Posted: 2013 Mar 12 (Tue) 01:28 UTC
The molasses spree continues. Actually, I wanted to play around with potato flour some more, too. What better way to do both than combine them with some rye flour and caraway? I've been putting potato flour in my pizza dough with a bunch of other things, and it's been going well. During mixing, it starts to look like mashed potatoes until I add other things, but it always ends well. Here are the complete ingredients:
As usual, I only add most of the flour, the salt, and the oil on Day 2. Day 1 is water, yeast, sugar things (molasses), and some flour. I want wild yeast to jump on in with my store-bought yeast which is why it's a two-day affair. I went crazy this time and added caraway in on Day 1. I don't think that was a good idea. It distributed the taste too much. It's hard to describe. I should only add it on Day 2. I also think molasses was a bad call. I'll leave it out next time to see how it goes.
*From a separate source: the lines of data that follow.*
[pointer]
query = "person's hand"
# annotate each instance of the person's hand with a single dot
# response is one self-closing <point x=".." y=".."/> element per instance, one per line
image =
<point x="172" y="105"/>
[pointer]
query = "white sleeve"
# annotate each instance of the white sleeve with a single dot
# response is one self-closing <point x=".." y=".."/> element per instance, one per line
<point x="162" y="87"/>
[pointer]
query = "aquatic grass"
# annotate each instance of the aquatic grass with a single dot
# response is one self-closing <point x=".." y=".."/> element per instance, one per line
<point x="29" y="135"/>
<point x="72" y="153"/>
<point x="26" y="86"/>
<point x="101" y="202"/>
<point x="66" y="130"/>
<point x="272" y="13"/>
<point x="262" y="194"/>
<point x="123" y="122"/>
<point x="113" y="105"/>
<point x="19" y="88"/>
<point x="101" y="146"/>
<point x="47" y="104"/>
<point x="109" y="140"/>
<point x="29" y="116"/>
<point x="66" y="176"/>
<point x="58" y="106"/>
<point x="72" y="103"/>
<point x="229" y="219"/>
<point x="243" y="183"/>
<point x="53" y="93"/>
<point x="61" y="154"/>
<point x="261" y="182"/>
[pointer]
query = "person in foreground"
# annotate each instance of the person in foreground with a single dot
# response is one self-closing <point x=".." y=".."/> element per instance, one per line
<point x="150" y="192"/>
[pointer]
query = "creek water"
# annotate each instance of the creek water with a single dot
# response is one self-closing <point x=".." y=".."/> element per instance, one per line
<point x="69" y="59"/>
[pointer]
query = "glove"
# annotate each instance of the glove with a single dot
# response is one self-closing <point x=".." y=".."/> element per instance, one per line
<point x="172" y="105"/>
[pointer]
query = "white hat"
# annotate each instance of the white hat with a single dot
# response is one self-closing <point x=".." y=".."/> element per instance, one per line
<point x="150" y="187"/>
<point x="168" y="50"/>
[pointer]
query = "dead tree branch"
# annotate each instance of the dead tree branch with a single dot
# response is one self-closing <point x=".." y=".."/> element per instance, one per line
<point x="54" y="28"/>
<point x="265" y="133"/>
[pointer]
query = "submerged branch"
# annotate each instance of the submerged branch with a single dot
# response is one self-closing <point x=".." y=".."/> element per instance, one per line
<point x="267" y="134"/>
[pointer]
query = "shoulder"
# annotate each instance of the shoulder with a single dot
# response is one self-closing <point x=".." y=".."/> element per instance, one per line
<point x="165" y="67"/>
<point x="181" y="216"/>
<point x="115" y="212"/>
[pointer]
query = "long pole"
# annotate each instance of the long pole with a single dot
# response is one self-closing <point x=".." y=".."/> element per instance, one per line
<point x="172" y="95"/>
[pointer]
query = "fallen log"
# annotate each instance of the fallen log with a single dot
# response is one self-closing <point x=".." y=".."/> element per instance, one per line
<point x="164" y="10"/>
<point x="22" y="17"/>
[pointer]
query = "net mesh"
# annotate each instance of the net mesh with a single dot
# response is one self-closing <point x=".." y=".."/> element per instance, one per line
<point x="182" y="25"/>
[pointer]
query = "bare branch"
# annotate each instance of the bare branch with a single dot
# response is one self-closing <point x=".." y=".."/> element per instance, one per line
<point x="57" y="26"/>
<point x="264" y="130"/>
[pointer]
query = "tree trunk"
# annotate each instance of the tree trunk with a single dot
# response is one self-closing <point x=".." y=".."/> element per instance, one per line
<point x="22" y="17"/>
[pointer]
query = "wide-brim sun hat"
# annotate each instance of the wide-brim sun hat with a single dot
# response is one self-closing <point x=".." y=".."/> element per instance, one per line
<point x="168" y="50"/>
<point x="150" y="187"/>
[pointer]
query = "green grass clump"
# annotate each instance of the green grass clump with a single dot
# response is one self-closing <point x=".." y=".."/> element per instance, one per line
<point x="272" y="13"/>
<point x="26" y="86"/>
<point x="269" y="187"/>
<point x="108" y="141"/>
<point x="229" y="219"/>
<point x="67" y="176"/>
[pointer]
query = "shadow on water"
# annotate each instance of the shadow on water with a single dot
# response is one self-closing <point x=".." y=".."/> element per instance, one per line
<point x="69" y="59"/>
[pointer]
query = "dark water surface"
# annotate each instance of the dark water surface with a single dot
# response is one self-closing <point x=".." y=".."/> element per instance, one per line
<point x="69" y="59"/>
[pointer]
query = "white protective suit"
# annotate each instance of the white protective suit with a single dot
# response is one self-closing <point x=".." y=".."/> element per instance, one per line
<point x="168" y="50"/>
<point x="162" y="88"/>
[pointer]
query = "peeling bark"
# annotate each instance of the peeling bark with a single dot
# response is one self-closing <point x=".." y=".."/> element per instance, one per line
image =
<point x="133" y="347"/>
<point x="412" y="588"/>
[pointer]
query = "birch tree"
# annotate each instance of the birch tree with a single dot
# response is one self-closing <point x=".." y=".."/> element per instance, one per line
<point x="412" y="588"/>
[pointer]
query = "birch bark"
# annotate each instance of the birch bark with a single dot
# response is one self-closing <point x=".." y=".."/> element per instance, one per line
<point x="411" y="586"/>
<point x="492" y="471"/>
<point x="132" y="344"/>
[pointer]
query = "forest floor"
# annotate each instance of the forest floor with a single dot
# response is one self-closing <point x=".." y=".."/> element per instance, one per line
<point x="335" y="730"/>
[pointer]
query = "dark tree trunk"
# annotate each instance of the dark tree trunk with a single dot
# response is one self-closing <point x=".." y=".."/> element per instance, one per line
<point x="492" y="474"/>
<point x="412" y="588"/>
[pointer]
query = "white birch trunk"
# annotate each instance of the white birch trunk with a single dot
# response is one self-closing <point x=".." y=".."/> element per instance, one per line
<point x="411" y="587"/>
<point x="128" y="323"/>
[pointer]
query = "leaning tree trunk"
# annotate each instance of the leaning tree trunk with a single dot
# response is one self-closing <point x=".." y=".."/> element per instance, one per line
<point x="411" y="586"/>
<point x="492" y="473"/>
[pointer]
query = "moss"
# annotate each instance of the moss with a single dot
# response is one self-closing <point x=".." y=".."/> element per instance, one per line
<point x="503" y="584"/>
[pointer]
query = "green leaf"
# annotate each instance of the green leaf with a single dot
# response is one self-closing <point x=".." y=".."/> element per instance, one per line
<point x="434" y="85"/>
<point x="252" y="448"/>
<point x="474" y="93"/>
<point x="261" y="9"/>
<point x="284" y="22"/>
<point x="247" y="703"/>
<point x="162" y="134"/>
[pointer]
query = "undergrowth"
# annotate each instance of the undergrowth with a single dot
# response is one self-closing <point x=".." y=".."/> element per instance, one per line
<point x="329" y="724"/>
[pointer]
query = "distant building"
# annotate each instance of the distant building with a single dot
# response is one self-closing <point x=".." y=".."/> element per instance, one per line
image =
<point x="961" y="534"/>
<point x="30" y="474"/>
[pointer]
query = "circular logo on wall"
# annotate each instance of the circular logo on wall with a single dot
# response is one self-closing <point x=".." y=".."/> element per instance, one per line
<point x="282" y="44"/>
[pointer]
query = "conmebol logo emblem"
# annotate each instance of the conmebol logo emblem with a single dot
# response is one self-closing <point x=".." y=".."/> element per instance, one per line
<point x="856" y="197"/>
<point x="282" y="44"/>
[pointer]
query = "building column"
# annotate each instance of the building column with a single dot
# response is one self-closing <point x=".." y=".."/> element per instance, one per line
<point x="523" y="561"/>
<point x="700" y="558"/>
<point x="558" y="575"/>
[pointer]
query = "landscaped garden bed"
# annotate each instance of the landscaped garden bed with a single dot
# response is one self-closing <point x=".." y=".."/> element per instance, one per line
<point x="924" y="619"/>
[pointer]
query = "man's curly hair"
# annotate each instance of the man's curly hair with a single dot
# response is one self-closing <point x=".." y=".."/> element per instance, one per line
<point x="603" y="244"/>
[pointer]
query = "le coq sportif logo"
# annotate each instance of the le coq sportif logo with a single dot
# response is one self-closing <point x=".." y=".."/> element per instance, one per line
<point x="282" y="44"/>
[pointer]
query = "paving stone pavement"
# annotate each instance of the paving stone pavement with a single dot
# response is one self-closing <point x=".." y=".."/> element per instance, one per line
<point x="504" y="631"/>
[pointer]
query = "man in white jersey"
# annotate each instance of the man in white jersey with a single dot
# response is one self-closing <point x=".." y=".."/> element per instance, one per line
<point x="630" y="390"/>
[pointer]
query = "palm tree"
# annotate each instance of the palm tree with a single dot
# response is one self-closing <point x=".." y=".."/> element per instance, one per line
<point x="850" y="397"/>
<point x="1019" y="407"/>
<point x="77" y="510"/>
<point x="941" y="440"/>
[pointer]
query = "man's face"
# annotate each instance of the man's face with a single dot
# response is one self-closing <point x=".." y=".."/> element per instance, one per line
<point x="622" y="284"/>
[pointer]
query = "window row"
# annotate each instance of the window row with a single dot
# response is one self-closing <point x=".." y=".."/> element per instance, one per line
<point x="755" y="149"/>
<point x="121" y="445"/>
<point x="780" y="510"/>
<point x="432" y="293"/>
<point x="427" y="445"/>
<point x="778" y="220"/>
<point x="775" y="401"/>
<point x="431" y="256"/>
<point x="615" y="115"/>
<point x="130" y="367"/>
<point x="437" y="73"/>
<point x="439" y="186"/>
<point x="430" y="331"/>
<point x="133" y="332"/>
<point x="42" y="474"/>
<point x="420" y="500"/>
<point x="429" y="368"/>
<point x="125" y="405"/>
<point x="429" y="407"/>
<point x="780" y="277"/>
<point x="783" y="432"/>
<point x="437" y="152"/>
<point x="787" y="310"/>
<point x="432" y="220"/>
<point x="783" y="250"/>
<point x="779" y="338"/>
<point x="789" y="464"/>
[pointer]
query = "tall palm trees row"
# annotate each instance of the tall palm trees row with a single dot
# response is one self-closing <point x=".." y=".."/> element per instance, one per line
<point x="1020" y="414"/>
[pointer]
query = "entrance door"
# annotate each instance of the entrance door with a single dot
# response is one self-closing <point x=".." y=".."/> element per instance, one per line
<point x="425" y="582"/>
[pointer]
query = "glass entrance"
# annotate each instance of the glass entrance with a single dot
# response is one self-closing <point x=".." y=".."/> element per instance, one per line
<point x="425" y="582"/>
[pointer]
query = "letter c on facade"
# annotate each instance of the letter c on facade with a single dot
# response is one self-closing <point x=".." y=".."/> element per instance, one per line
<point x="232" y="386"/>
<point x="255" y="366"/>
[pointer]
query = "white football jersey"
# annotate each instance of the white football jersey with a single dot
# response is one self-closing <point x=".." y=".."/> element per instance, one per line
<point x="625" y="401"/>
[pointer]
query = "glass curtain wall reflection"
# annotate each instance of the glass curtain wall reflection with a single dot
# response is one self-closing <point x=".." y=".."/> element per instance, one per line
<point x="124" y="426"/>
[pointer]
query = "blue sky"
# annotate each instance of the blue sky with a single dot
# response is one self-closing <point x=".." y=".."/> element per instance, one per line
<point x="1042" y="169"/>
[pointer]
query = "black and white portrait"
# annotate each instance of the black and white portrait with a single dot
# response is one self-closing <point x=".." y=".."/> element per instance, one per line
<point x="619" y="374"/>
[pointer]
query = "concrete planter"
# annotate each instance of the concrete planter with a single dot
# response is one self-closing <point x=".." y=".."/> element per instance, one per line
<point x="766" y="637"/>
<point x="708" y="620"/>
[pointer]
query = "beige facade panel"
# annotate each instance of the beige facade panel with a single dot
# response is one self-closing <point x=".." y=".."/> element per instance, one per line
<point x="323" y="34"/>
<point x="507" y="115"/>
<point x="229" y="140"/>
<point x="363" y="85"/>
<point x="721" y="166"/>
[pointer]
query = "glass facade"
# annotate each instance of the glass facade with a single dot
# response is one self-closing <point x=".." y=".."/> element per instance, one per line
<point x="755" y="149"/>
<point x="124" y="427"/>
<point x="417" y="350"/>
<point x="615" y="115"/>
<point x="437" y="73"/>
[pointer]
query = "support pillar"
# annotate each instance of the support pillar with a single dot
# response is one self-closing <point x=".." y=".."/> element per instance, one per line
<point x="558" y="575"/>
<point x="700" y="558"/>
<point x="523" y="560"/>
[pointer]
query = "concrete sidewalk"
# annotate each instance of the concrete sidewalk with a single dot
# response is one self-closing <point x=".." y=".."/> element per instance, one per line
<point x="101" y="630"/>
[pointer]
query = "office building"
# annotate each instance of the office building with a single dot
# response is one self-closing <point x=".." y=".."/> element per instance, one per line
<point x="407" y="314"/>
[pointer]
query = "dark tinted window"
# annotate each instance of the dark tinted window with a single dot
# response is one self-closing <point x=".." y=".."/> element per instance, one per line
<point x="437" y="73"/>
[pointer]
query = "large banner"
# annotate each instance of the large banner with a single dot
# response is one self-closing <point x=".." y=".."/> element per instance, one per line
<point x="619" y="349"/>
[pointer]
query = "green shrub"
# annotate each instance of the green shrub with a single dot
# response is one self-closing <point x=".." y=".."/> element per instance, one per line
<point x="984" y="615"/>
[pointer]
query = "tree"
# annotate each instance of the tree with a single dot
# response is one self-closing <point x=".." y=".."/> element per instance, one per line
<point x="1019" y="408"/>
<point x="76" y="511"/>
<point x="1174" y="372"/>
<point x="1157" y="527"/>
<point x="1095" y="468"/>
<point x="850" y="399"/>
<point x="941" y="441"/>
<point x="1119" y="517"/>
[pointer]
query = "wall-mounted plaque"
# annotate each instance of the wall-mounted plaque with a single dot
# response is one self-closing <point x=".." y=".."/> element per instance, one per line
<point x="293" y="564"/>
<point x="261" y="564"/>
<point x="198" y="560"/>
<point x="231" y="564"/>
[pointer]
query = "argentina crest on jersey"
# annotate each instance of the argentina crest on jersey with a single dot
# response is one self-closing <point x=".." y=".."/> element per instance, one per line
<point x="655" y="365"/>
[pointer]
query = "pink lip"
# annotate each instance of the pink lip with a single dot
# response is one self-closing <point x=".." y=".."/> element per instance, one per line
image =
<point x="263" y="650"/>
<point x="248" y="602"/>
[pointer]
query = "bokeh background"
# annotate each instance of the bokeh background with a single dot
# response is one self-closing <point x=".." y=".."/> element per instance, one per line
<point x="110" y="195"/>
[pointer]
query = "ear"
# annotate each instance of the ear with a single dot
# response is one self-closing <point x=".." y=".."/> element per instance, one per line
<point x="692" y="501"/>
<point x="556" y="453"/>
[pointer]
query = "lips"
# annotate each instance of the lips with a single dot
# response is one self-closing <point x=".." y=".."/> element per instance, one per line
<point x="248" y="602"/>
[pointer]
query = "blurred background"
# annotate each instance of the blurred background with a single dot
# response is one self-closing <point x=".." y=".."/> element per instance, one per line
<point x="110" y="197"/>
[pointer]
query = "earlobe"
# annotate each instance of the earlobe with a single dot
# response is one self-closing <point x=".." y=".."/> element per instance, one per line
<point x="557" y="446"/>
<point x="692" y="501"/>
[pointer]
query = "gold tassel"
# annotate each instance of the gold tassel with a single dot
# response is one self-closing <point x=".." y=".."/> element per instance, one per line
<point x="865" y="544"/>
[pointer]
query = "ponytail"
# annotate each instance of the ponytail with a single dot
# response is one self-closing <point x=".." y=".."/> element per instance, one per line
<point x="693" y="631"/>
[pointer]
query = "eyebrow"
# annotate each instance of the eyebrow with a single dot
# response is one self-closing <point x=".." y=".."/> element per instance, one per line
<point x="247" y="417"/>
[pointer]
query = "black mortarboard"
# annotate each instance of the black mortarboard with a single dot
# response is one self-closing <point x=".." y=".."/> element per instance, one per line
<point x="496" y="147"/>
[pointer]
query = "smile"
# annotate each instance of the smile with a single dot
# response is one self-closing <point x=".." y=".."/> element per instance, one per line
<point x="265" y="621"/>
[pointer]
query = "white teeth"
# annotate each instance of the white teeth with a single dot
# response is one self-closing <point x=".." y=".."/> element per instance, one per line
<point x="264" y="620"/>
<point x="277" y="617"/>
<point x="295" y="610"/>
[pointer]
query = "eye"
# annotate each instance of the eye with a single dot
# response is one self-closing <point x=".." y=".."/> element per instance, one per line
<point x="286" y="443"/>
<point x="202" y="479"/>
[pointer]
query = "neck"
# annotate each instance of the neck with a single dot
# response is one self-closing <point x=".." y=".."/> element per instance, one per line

I did some basic math and reasoned I needed just a little more salt than 1.5 tsp, my usual. Salt, to a point, makes bread less bland. When I bake, the only things I measure are water, yeast, and salt. With an overnight rise, the amount of yeast isn't even that important. But the water and salt should be in good proportion to each other. As for flour, I just add it until it looks and feels right.
Read other posts for cooking method. Nothing new there. The potato flour seems to suck up water a lot more than grain flour, so the bread ended up being smaller. That would explain why it started to darken sooner than expected. (I think.) In any case, it isn't burned, but the taste is a bit weird. Still tasty, of course.